The associations, whose officials are directly elected by the farmers, are responsible for ensuring the supply of water to all farmers in their area. That involves organizing the repair and maintenance of irrigation canals and regularly opening locks to allow the flow of water from main arteries to the vein-like channels that criss-cross large parts of China's densely populated countryside.
Simple tasks. But the secure provision of the most important commodity in the rural economy to the farmers that depend on it is a significant achievement. "Water is the farmer's life blood, it determines whether their children have enough to eat," says Richard Reidinger, who as lead agricultural economist at the World Bank in Beijing has played a key role in the promotion of WUAs in China.
The associations buy water-with funds pooled by their members-from a state-owned water-supply company that in turn buys it from the county or provincial water bureau. The three combined make up what is called a self-financing irrigation and draining district. Look at a typical case in Hubei: The Zhang He reservoir supplies water to the San Gan Management District, which sells it to the Jingmen City Water Resource Company that in turn feeds water to 23 WUAs with a total area of over 20,000 hectares.
In a nudge towards water conservation, supply companies charge WUAs for the volume of water they use. In the past, villages were charged for water based on the amount of land they had under cultivation, regardless of the amount of water they used. Under that system there was no incentive to save. This simple reform cut water usage by up to 20% in some villages, says Reidinger. Raising water prices in northern China, where the crisis is most serious, and charging by volume rather than by land area, would further encourage conservation, say experts. But that's a politically sensitive move in the countryside, where many farmers' finances are stretched by random levies.

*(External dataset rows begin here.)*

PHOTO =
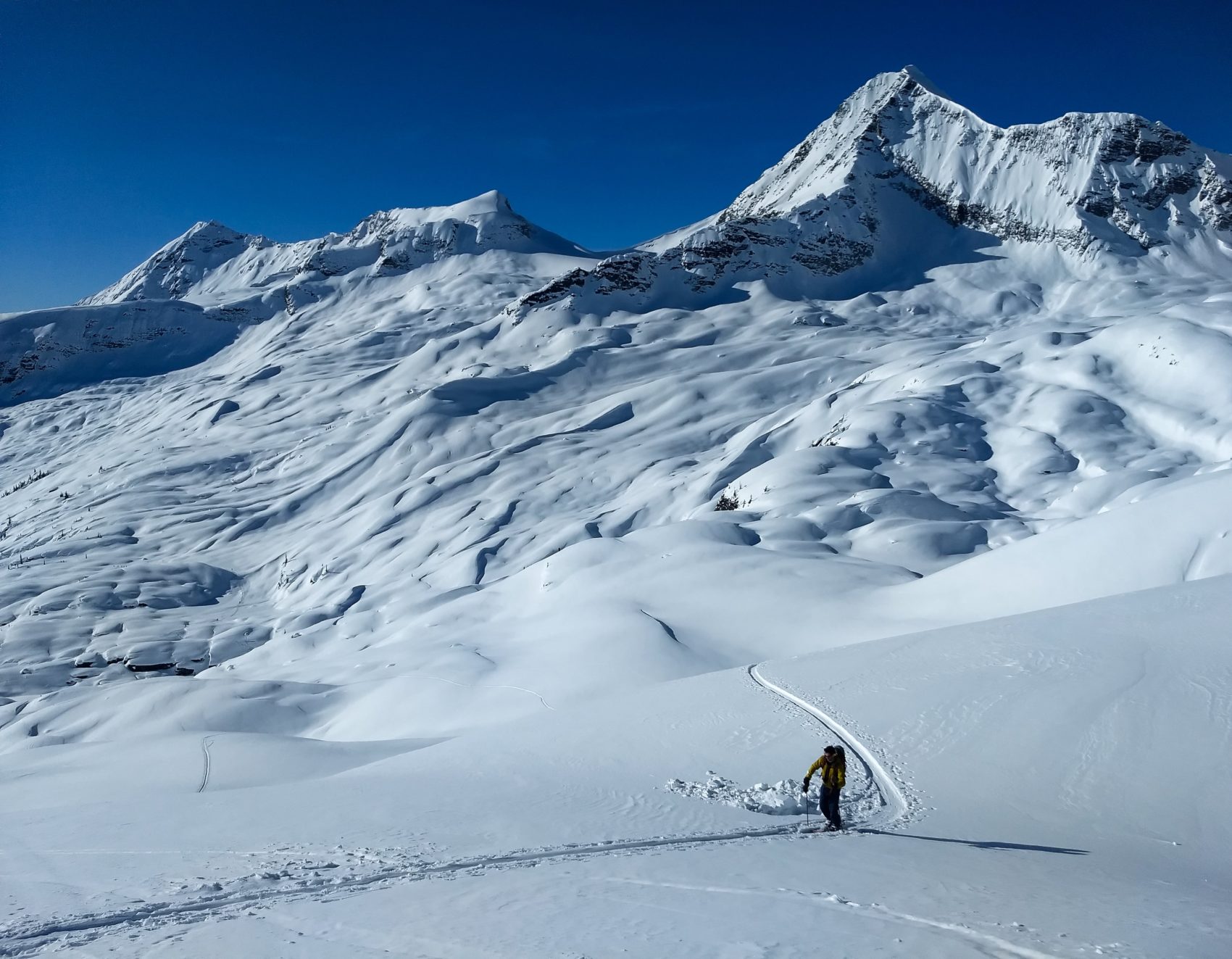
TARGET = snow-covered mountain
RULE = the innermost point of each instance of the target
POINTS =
(290, 508)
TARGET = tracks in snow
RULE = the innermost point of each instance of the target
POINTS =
(894, 802)
(205, 769)
(25, 938)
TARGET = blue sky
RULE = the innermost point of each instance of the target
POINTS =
(122, 123)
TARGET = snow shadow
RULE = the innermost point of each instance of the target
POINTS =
(978, 844)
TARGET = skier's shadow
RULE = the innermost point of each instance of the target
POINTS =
(977, 844)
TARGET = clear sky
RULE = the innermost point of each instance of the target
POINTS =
(122, 123)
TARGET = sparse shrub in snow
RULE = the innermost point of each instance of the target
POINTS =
(728, 502)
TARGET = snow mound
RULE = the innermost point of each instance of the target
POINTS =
(780, 799)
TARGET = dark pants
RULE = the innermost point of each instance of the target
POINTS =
(831, 806)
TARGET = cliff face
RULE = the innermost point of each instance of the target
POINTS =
(1087, 184)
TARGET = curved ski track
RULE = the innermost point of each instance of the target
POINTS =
(894, 802)
(25, 938)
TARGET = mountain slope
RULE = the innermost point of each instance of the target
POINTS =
(398, 436)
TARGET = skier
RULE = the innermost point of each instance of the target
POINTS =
(833, 765)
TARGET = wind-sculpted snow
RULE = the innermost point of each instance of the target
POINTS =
(447, 468)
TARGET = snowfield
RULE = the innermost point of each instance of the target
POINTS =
(443, 588)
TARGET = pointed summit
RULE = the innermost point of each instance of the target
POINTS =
(180, 264)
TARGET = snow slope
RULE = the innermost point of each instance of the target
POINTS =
(1022, 825)
(425, 514)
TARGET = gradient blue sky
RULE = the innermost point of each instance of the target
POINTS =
(122, 123)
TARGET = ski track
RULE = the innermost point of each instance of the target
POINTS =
(74, 931)
(205, 755)
(895, 804)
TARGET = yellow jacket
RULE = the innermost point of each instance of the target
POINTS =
(833, 774)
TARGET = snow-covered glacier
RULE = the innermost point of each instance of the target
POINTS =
(449, 494)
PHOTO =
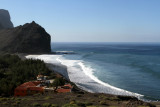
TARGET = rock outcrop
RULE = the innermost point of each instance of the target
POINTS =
(30, 38)
(5, 21)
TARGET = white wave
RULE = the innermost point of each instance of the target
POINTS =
(88, 71)
(83, 76)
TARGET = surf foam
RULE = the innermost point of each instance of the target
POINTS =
(83, 76)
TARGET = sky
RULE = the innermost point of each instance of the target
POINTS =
(90, 20)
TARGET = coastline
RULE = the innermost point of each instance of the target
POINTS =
(63, 70)
(68, 73)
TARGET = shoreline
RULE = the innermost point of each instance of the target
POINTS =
(63, 70)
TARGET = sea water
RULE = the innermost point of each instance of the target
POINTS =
(116, 68)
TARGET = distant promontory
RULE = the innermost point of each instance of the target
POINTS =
(5, 20)
(29, 38)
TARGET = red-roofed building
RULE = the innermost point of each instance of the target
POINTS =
(64, 89)
(28, 88)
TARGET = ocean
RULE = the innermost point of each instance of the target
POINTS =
(131, 69)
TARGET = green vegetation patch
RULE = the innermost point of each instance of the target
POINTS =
(14, 71)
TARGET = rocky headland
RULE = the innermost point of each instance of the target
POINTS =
(30, 38)
(5, 20)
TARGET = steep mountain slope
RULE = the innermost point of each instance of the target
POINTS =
(29, 38)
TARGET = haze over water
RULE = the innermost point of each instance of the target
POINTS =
(130, 66)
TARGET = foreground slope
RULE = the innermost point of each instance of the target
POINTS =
(5, 21)
(30, 38)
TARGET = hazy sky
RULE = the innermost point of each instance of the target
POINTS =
(90, 20)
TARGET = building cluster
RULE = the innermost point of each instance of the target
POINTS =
(41, 85)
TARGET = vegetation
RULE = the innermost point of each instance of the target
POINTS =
(14, 71)
(58, 82)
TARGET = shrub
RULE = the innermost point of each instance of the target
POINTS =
(54, 105)
(48, 97)
(46, 105)
(36, 105)
(102, 102)
(88, 103)
(70, 105)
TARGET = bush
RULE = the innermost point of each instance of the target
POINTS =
(46, 105)
(54, 105)
(36, 105)
(102, 102)
(70, 105)
(58, 82)
(14, 71)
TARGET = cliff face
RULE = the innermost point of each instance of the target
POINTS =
(29, 38)
(5, 21)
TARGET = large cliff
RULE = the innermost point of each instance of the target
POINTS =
(5, 21)
(29, 38)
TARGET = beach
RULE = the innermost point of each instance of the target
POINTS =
(83, 80)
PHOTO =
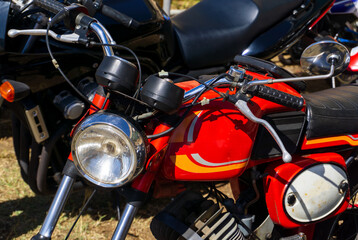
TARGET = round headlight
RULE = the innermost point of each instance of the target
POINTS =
(108, 150)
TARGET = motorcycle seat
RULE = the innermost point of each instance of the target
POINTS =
(213, 32)
(332, 112)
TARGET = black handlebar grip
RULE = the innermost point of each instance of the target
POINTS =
(279, 97)
(50, 5)
(119, 17)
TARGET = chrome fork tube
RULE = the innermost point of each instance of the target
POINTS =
(125, 222)
(56, 208)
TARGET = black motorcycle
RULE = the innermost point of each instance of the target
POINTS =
(202, 40)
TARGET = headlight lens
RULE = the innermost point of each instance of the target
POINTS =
(108, 150)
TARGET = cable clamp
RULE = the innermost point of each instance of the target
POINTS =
(55, 63)
(163, 74)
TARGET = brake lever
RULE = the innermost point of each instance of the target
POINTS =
(67, 38)
(244, 109)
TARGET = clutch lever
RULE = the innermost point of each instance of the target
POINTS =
(67, 38)
(244, 109)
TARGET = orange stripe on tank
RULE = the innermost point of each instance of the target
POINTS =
(179, 133)
(185, 164)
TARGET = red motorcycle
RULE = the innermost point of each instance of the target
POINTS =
(290, 158)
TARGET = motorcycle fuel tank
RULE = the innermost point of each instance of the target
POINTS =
(215, 141)
(309, 189)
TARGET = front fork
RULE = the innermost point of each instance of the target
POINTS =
(135, 196)
(58, 203)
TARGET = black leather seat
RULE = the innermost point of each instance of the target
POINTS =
(332, 112)
(213, 32)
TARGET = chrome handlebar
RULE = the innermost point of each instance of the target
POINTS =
(101, 32)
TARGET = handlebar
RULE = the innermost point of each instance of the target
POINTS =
(55, 7)
(278, 97)
(50, 5)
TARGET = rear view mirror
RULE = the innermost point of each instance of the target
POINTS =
(320, 56)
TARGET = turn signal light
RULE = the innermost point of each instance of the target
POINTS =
(13, 91)
(7, 91)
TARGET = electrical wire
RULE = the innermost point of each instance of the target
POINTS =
(188, 108)
(136, 94)
(131, 52)
(62, 73)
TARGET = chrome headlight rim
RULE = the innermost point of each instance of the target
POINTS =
(131, 132)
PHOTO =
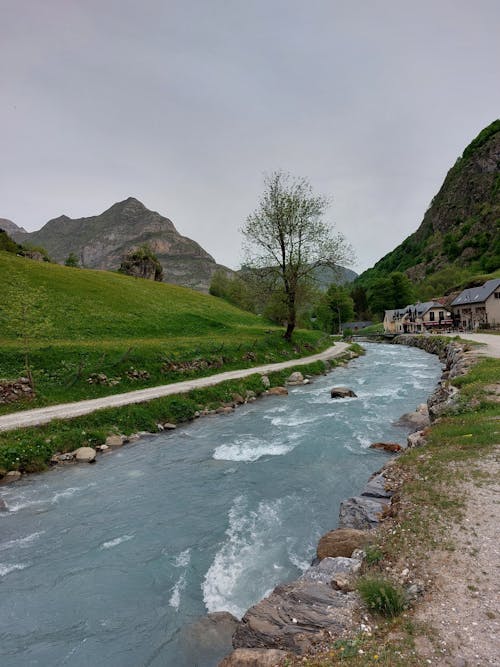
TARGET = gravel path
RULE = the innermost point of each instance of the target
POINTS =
(68, 410)
(464, 605)
(490, 341)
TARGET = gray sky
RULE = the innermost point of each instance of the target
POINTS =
(184, 104)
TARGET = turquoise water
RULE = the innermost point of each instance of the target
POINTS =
(109, 564)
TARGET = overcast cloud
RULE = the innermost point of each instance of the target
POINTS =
(185, 104)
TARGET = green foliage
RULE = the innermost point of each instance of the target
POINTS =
(334, 307)
(286, 240)
(381, 596)
(142, 263)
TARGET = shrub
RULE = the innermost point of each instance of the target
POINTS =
(382, 596)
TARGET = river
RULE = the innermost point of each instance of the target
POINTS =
(112, 564)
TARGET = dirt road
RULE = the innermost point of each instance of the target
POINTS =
(69, 410)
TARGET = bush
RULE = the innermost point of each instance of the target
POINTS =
(381, 596)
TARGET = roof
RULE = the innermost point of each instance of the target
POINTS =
(477, 294)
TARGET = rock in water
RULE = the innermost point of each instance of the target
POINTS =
(361, 512)
(208, 639)
(253, 657)
(295, 616)
(386, 446)
(85, 454)
(295, 378)
(277, 391)
(341, 542)
(342, 392)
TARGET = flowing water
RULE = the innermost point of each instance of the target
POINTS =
(113, 564)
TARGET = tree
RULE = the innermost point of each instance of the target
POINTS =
(25, 317)
(286, 240)
(142, 263)
(72, 260)
(335, 306)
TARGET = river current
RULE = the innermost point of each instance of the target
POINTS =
(113, 564)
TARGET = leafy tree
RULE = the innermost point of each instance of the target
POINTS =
(286, 240)
(26, 319)
(335, 306)
(142, 263)
(72, 260)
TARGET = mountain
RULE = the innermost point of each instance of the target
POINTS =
(461, 227)
(101, 242)
(12, 229)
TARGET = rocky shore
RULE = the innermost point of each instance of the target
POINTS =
(322, 605)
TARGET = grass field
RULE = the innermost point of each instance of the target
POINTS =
(108, 333)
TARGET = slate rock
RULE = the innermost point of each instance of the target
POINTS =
(254, 657)
(295, 616)
(340, 542)
(376, 488)
(361, 512)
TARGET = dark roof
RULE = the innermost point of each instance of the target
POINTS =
(477, 294)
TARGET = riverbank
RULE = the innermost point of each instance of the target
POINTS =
(426, 488)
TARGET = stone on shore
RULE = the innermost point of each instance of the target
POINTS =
(265, 381)
(376, 487)
(416, 439)
(254, 657)
(296, 616)
(295, 378)
(10, 477)
(386, 446)
(342, 392)
(362, 512)
(85, 454)
(340, 542)
(277, 391)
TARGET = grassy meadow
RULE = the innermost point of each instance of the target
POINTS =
(94, 333)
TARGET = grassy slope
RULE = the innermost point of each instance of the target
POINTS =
(109, 323)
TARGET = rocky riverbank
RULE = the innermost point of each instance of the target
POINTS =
(322, 606)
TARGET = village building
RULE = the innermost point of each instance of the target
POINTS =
(418, 318)
(478, 307)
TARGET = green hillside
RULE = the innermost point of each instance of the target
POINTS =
(135, 332)
(459, 237)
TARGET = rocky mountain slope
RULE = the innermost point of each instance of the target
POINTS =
(101, 242)
(12, 229)
(462, 225)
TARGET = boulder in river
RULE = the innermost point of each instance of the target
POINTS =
(85, 454)
(277, 391)
(10, 477)
(209, 638)
(362, 512)
(295, 378)
(342, 392)
(296, 616)
(254, 657)
(341, 542)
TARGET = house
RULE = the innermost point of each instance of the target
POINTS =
(478, 306)
(417, 318)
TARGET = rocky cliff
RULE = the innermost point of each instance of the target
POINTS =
(462, 225)
(101, 242)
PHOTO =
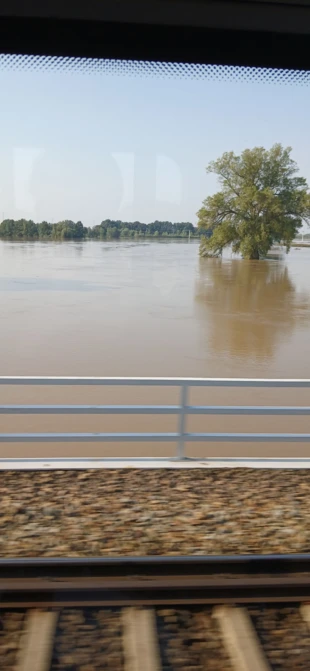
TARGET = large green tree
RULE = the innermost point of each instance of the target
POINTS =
(262, 201)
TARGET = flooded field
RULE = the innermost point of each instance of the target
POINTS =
(151, 309)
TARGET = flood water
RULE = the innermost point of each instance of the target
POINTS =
(151, 309)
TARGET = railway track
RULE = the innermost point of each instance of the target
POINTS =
(245, 613)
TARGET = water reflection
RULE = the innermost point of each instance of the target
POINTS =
(248, 307)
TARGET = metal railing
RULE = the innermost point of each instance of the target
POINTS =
(182, 411)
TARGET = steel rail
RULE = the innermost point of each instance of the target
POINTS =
(154, 580)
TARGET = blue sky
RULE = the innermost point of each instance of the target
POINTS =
(96, 146)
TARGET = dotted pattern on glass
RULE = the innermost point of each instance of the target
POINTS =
(152, 69)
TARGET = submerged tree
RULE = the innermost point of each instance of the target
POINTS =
(262, 201)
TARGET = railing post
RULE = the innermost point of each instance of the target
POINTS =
(182, 418)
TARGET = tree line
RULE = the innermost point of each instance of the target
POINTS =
(262, 201)
(109, 229)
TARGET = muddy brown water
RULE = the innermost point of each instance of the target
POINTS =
(151, 309)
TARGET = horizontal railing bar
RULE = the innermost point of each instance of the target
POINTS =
(151, 410)
(85, 437)
(156, 381)
(144, 437)
(89, 409)
(249, 437)
(246, 410)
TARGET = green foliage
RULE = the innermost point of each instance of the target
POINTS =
(261, 202)
(107, 230)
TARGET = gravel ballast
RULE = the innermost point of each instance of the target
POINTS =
(154, 512)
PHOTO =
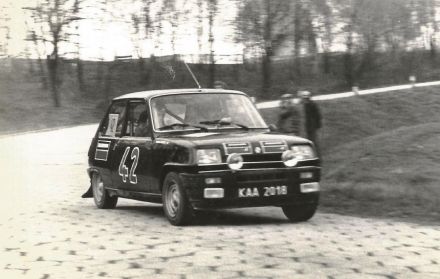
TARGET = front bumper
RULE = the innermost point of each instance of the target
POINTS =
(232, 181)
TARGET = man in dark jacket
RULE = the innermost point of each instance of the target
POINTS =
(289, 121)
(311, 116)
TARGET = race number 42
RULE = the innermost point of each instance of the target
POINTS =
(123, 169)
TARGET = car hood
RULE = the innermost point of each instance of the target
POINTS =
(216, 138)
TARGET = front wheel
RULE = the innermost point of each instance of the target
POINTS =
(175, 204)
(300, 213)
(101, 196)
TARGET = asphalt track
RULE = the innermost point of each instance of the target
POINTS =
(48, 231)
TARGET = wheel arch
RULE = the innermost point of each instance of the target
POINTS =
(171, 167)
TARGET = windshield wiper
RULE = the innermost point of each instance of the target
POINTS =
(223, 122)
(183, 125)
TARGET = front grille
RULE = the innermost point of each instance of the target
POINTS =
(239, 148)
(262, 157)
(274, 146)
(261, 177)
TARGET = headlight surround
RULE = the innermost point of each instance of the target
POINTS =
(303, 152)
(208, 156)
(289, 159)
(235, 161)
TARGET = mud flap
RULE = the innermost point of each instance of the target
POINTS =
(89, 193)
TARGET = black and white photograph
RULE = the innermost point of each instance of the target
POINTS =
(220, 139)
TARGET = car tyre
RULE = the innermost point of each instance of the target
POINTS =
(175, 203)
(101, 196)
(300, 213)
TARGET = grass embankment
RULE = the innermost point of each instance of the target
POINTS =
(381, 154)
(25, 106)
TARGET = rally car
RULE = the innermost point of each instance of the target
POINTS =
(199, 149)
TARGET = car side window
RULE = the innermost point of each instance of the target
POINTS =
(138, 122)
(114, 121)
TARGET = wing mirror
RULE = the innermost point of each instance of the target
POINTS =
(273, 128)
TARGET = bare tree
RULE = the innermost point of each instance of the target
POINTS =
(53, 16)
(264, 25)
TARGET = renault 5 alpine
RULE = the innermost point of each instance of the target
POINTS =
(199, 149)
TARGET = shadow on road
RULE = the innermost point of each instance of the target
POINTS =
(235, 217)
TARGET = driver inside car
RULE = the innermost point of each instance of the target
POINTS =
(143, 124)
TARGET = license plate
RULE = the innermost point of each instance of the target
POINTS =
(253, 192)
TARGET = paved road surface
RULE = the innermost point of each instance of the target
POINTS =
(48, 231)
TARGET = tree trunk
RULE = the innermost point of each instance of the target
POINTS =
(52, 66)
(80, 75)
(212, 69)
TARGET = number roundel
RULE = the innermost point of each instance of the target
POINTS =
(123, 169)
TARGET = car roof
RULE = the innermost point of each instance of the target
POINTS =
(153, 93)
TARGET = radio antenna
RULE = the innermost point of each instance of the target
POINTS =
(192, 74)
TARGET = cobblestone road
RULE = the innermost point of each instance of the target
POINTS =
(48, 231)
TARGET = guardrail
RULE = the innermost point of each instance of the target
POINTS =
(276, 103)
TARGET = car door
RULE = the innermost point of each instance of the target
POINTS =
(133, 150)
(108, 134)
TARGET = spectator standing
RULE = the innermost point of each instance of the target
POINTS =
(289, 121)
(312, 117)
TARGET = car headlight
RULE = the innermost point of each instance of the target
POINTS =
(208, 156)
(235, 161)
(289, 159)
(303, 152)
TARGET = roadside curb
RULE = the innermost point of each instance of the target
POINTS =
(16, 134)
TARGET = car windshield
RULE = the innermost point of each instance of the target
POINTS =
(205, 110)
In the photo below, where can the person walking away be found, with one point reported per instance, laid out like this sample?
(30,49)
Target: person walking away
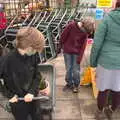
(105,56)
(72,41)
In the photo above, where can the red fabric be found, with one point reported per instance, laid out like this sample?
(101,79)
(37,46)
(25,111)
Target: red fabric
(3,21)
(72,39)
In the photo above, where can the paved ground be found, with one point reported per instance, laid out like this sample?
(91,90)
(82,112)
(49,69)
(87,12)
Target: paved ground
(69,106)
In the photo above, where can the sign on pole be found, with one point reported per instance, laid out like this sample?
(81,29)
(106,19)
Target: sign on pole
(99,14)
(104,3)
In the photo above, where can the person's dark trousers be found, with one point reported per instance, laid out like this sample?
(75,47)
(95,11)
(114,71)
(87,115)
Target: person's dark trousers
(22,110)
(102,99)
(72,69)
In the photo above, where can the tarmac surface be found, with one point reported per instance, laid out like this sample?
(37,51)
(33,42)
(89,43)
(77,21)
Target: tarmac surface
(69,105)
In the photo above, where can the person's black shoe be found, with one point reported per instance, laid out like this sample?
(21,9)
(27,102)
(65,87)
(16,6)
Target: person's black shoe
(75,89)
(67,87)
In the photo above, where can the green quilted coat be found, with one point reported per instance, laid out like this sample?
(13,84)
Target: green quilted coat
(106,48)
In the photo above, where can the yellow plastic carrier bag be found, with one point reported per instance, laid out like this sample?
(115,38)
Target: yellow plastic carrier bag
(89,76)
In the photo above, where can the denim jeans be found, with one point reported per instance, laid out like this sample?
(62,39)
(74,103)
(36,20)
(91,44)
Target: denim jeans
(72,69)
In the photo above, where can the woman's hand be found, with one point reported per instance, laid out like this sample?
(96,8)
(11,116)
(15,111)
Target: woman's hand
(28,97)
(13,99)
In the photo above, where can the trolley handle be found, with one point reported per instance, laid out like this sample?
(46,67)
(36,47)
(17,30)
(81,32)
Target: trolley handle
(36,98)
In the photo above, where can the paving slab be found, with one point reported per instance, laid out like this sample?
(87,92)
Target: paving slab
(67,110)
(85,92)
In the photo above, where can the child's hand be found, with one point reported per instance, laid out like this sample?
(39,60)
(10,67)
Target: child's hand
(13,99)
(28,97)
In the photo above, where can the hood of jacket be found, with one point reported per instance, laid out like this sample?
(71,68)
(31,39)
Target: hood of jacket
(115,15)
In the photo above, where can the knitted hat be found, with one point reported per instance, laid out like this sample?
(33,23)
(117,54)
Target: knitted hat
(30,37)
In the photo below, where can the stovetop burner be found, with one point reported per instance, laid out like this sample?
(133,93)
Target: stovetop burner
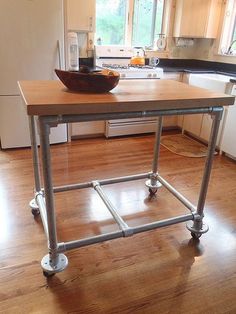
(128,66)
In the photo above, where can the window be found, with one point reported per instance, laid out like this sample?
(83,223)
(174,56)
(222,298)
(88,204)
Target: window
(228,38)
(128,22)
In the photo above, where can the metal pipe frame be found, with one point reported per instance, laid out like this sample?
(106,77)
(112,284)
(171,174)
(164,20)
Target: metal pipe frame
(197,228)
(65,246)
(54,120)
(55,261)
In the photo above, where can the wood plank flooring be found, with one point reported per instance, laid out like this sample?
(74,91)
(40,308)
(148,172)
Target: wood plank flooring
(161,271)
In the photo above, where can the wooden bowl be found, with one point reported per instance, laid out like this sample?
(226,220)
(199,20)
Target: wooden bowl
(95,82)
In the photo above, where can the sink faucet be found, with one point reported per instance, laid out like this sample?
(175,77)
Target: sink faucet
(229,51)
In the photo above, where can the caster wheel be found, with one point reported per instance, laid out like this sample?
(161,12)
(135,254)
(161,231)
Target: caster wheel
(152,192)
(35,211)
(48,275)
(196,235)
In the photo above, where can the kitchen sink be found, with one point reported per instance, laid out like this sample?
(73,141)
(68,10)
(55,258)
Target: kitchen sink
(213,81)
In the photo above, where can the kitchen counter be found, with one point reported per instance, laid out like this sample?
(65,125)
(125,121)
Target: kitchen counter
(197,66)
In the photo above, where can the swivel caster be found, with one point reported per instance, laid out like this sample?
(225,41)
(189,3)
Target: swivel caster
(152,191)
(196,235)
(35,211)
(48,275)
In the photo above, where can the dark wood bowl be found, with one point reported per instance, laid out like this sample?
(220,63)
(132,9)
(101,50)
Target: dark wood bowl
(95,82)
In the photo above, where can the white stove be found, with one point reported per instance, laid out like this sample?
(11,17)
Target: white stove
(118,59)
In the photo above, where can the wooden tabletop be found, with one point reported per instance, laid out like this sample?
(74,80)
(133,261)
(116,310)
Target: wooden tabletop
(52,98)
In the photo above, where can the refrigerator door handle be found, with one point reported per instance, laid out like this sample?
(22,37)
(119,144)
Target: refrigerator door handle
(59,54)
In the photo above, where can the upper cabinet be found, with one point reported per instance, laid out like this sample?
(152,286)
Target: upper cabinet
(81,15)
(197,18)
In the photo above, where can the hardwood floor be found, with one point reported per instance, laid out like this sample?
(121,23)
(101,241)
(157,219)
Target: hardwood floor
(161,271)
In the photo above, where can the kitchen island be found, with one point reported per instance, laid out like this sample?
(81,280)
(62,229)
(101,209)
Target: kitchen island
(54,104)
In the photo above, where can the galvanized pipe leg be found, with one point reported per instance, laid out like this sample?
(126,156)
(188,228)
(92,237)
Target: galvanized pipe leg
(52,262)
(153,184)
(34,148)
(197,227)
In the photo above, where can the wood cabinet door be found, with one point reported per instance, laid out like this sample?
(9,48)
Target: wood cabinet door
(197,18)
(81,15)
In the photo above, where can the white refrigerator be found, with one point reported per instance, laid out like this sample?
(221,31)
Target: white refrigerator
(32,46)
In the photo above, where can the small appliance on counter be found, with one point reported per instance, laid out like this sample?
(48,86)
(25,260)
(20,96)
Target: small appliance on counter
(119,59)
(138,57)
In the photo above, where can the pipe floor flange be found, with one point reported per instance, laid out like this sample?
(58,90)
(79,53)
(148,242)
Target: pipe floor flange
(149,184)
(49,268)
(33,204)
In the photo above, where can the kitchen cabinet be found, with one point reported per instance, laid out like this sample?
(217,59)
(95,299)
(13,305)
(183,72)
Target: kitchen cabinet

One of the key benefits for farmers is that by organizing the supply of water the associations save them an enormous amount of time and labour. "Before, it took about 100 people per village to administer water supply during the three or four peak periods every year when farmers most needed it," says Chen Jingxiang, chairman of the Lugang association. Now, because everybody's supply is guaranteed, eight people are enough to open and close the locks between water channels and oversee distribution.
In addition, the renovation and extension of irrigation canals in Lugang has added 15% more land to the irrigated area, allowing farmers there to produce higher-yield crops.
In the 1950s and 1960s Maoist work brigades built ditches and canals to expand the irrigation systems across China. Such advances helped China's countryside grow enough food to accommodate the rapid rise in post-revolution baby boomers that doubled the country's population between 1952 and 1980.
Rural reforms initiated in the 1980s saw farmers take responsibility for their own land holdings. Communal duties, including upkeep of the irrigation systems, became more haphazard and competition for water was often fierce, reviving local antagonisms that had been buried by the uniformity forced on rural communities by the communist regime in the 1950s.
Today, WUAs are a marker of how rural communities are making decisions that once were made for them. "Farmers can now reach agreement among themselves about water use, it's kind of self-governing," says author Ma Jun.
For Xiao, the water user association has brought security and savings. "Before there was no management and a lot of water was wasted," she says. Her water costs have gone down 40% since the WUA took over water supply from the local government.
And she no longer has to worry about the dangers of protecting her water supply. Guarding water is "man's work, but they are not at home," says Xiao, referring to her husband and 20-year-old son, who work in nearby Jingmen city. Not having to stand guard over their water supply frees farmers up to maintain irrigation canals, repair tools or take on other jobs or, as Xiao confessed, to just rest.